The 100% private funding model is the headline that should get more attention. At $240–300 million and zero taxpayer exposure, TBC is betting that the system will generate sufficient fare revenue and private investment returns to justify the build. That's a bold commercial thesis, and Nashville will be one of the first real tests of it outside of a captive convention campus environment.
For Tesla owners specifically, this is a reminder that Tesla vehicles — in this case Model Y and Model X — are the operational backbone of TBC's entire network. Every new loop city is, in effect, a scaled Tesla deployment. The faster TBC expands, the more embedded Tesla's vehicle platform becomes in urban transit infrastructure — a long-term dynamic worth watching as cities evaluate their transit options.
TBC has also committed to publishing project updates every two months on X and its website, with the next scheduled for April 1, 2026. That level of public transparency is atypical for infrastructure projects of this scale and worth holding them to.
📰 Deep Dive
The regulatory path to Nashville's approval wasn't entirely smooth. Local Nashville leaders and some residents raised objections in the weeks leading up to the February 25 approvals, with critics questioning the project's community benefit structure and the use of state-owned rights-of-way for a private enterprise. Despite that friction, TDOT and FHWA moved forward, reflecting strong backing at the state level from Governor Lee's office, which co-announced the original July 2025 partnership.
The Prufrock tunneling machines TBC is deploying represent a generational improvement over the equipment used in early Vegas construction. TBC has publicly discussed dramatically faster dig rates with the Prufrock series compared to conventional tunnel boring machines — a key factor in keeping the aggressive 2026 operational timeline credible.
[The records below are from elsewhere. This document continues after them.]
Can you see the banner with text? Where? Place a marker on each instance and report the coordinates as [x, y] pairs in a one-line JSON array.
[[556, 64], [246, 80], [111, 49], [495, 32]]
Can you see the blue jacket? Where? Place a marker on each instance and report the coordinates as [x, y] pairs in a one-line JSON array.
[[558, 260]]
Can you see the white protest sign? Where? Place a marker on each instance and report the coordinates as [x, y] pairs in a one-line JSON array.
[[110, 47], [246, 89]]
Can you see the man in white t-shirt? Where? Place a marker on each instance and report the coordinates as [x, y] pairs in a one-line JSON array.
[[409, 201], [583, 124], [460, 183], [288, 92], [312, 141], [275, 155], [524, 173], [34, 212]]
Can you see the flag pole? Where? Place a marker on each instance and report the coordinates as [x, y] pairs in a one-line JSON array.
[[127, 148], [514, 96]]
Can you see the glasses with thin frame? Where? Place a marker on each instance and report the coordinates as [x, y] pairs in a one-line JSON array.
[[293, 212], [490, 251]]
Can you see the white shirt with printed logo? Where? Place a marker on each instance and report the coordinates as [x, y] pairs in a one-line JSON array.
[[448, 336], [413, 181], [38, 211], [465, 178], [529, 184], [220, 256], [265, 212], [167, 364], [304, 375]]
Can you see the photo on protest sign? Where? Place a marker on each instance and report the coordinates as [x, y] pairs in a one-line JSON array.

With MB1 already underground and MB2 arriving this month, the two-machine approach suggests TBC may be tunneling from multiple points simultaneously to compress the schedule.
Looking at the broader picture, Nashville sits alongside a growing list of cities where TBC has active or advanced proposals — including Fort Lauderdale, San Jose, and others. Each completed project strengthens TBC's case to the next city. If Music City Loop delivers on its 8-minute airport promise, the commercial model becomes significantly easier to replicate in other mid-sized American cities wrestling with the same traffic congestion problem Nashville faces.